As soon as I switch her to the bottle to feed, she begins to grow again, plumping up in days. Apparently, my body is not made for motherhood, the way it was not made for pregnancy. Once I accept this, a fact, the worry lifts, hovers above me, like lithium on water. My mind is open again.

“What a shame,” Bronia says, when she comes by to visit her niece and check up on us. “Feeding by breast is so much more convenient.”

But my breasts are also a tether, and once Irène only requires a bottle, which can be given just as easily by Grand-Père or Papa as by Maman, I begin to feel it so strongly: my deep and abiding love for science.

Then, when I awake each morning at dawn, it is the lab calling to me again—its cries now louder, more pressing than Irène’s.

Marya

Zoppot, Poland, 1897

In early February the Baltic was sparkling and cold: a cerulean gem. I stared at it from the upstairs guest bedroom window in the Zorawskis’ resort house, mesmerized by its breadth and depth and color, the deception of its beauty. Just before Kaz and I had arrived last week, a man drowned in the tug of the undercurrent. Or maybe it was that he froze to death—the water much too cold for swimming this time of year. Pani Zorawska had recounted it all to us with sheer horror and excitement upon our arrival, but I was exhausted from the long train ride, and I hadn’t really been listening. Her words buzzed above my head like flies, the way so much had these past few months.

It was remarkable the way my body returned to normal in such short time. Seven months had passed, and now my baby girl, my Zosia as I had named her in my own mind, had been deceased longer than she had been alive inside of me. My stomach was concave, empty. To look at me, one would never know that I’d carried a baby in my womb, then lost her. To look at me one would not see the emptiness I felt, nor the way, now, my body was a shell and I was a fragment of a real woman. Or that I could not stand any longer for my husband to touch me.

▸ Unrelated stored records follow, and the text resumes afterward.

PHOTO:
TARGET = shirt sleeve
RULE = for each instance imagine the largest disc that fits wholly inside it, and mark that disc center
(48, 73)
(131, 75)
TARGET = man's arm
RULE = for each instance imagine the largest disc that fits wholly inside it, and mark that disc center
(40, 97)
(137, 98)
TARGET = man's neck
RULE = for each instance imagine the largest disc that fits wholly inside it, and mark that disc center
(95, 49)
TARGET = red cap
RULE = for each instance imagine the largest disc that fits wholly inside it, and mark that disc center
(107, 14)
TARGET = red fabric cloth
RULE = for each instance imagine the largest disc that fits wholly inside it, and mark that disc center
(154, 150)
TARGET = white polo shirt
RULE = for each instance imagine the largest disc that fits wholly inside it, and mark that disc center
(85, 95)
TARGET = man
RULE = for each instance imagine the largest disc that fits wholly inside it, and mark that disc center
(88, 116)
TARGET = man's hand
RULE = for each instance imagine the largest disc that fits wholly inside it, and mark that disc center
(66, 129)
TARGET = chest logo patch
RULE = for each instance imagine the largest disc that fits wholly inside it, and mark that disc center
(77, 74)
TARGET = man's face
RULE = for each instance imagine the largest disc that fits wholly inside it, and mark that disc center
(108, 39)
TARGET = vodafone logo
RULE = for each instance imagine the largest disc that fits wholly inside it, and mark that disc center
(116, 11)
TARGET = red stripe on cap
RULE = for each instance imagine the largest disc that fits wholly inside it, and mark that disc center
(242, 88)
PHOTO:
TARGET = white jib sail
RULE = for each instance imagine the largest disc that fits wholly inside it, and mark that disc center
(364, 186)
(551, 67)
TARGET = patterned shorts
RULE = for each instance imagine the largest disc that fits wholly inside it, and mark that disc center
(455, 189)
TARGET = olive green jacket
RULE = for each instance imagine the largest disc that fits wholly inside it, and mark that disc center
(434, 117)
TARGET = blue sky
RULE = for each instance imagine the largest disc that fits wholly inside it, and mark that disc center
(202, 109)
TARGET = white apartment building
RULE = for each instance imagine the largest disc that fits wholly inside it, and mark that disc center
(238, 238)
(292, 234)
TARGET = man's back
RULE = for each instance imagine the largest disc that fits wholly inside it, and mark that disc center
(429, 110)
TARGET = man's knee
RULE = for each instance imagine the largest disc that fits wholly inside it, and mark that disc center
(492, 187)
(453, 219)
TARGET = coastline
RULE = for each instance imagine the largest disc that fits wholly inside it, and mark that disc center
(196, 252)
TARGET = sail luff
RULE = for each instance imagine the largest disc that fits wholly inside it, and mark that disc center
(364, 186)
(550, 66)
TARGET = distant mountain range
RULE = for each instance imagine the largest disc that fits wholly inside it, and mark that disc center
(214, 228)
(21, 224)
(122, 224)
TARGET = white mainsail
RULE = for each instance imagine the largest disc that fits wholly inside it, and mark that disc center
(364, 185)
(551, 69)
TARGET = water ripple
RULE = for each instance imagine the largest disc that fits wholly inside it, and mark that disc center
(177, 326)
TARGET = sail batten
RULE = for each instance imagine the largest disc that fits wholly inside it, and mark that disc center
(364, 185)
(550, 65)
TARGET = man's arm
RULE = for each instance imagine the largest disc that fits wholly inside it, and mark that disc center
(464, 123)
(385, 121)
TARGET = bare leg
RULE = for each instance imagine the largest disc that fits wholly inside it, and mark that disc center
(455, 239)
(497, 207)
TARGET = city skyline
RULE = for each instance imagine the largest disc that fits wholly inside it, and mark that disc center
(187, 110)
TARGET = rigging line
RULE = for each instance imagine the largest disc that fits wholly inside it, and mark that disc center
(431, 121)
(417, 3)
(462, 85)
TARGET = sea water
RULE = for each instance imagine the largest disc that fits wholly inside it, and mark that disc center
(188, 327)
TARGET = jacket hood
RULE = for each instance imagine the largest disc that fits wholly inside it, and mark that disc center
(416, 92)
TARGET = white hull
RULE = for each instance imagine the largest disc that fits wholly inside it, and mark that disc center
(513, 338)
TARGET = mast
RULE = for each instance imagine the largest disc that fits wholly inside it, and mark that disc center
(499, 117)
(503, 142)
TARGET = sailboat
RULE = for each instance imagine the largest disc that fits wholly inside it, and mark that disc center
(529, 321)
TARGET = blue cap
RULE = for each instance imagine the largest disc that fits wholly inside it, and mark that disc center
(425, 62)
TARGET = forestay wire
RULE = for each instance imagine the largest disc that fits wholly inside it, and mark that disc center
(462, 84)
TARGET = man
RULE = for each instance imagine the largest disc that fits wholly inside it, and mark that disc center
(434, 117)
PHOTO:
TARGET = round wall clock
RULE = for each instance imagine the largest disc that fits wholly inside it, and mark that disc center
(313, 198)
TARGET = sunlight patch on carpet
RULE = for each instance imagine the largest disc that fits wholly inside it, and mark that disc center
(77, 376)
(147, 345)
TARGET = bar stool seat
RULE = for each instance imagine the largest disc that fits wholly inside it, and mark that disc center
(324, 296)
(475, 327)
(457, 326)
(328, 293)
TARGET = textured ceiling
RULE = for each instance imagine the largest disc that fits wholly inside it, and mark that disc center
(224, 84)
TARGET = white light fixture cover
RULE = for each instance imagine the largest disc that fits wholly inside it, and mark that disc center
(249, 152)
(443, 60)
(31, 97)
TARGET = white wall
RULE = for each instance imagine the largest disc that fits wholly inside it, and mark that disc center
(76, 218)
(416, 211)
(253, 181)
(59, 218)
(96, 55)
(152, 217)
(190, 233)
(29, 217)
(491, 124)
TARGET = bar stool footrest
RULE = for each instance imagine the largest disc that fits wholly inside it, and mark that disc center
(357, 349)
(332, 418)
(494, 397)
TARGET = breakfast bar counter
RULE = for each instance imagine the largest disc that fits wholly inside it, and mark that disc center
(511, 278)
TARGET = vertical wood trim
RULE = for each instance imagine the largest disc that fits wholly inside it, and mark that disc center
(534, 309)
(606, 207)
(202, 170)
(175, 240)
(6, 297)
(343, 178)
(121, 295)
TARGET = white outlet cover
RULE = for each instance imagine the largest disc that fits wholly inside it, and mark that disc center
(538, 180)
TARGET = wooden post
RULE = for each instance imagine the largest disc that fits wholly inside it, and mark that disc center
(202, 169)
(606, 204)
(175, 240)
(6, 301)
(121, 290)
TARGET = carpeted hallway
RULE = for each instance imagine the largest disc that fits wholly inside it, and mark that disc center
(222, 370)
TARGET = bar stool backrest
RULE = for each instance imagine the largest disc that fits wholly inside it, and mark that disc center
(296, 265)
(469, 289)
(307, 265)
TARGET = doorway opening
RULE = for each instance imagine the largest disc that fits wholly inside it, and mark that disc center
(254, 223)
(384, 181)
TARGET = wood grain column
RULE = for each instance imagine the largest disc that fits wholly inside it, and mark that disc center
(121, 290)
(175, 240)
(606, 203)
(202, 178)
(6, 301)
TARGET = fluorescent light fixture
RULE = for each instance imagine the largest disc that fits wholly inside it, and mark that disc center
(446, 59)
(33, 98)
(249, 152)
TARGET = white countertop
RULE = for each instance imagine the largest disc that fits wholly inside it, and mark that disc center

Pani Zorawska had disappeared again from our lives for a few months after my loss, and Kazimierz and I had gone back to at least the appearance of what we had been before. He returned to his studies with Hipolit, and if it was possible, was home even less than before. I returned to work at the Kaminskis and my Wednesday evening classes as a student, though I had not been able to teach again yet, which both Agata and Leokadia remarked on with concern. I told them I just needed time; I just needed to heal. But now months had passed; everything appeared to be as it once was. It was only inside that I felt the constant hollow, that I felt my friends’ and my husband’s voices buzzing around me all the time like flies, the conversations too hard to follow, too much to understand.